Conversations I

It’s therapeutic, they say when you pen down what ails you. Why, then I’m lost in this maze of words  every time I write my thoughts out. It’s not that simple to come out of this cesspool of human emotions.

There is so much welling up inside, but there is no vent for it. People who profess they understand, doesn’t even know what it is to understand someone. They like the idea of you, they admire the-social-you-the-outer-you. nobody even bothers to feel you, listen to the words you haven’t spoken but had them on your lips.
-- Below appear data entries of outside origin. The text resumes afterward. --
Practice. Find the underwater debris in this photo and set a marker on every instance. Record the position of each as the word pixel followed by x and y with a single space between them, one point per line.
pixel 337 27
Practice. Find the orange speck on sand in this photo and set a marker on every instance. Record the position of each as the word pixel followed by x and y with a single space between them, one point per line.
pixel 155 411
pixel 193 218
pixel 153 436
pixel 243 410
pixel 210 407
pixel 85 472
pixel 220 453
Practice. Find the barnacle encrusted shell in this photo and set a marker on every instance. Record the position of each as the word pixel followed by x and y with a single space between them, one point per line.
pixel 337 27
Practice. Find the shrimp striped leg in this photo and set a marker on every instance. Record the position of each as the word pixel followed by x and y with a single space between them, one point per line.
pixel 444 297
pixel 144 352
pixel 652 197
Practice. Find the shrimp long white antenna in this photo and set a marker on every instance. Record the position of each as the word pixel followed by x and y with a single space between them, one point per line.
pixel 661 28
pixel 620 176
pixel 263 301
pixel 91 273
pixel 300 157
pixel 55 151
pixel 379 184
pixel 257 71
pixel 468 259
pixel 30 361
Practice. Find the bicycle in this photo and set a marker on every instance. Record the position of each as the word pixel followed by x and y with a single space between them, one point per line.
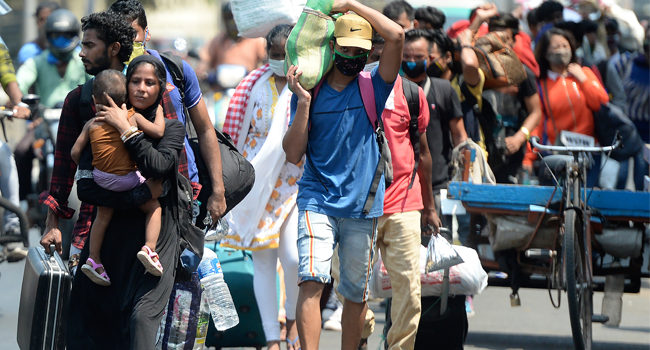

Nobody reads between the lines, in between the glances you give sideways.

And, then comes day when I’m so done with looking around, I’m tired of expecting and resort to only one person who has always known me the way I am – Me, Myself.

Oh, the girl within me has kept all my secrets tucked in a beautiful vintage looking trunk,  and from time to time, she dusts it and open the leaves and reminds me the beautiful moments of my life, the pain and hurt I had endured, the decisions that made me what I am today.

This girl, who lives within me, she sits by me during sunset and we both look at the setting hues of sun with awe.

Is she enough for me? She knows me, she is one with me, she is me, but is she enough?

Know me, yet?

I don’t like to be figured out. What’s the point then. I’ll be like any other woman walking down the street.

I’m not mundane. I’m not what you will ever be able to define.

And, I’m definitely not you will be able to hold.

I’m a torrent of wave that would sweep you off the shore and reshape your world.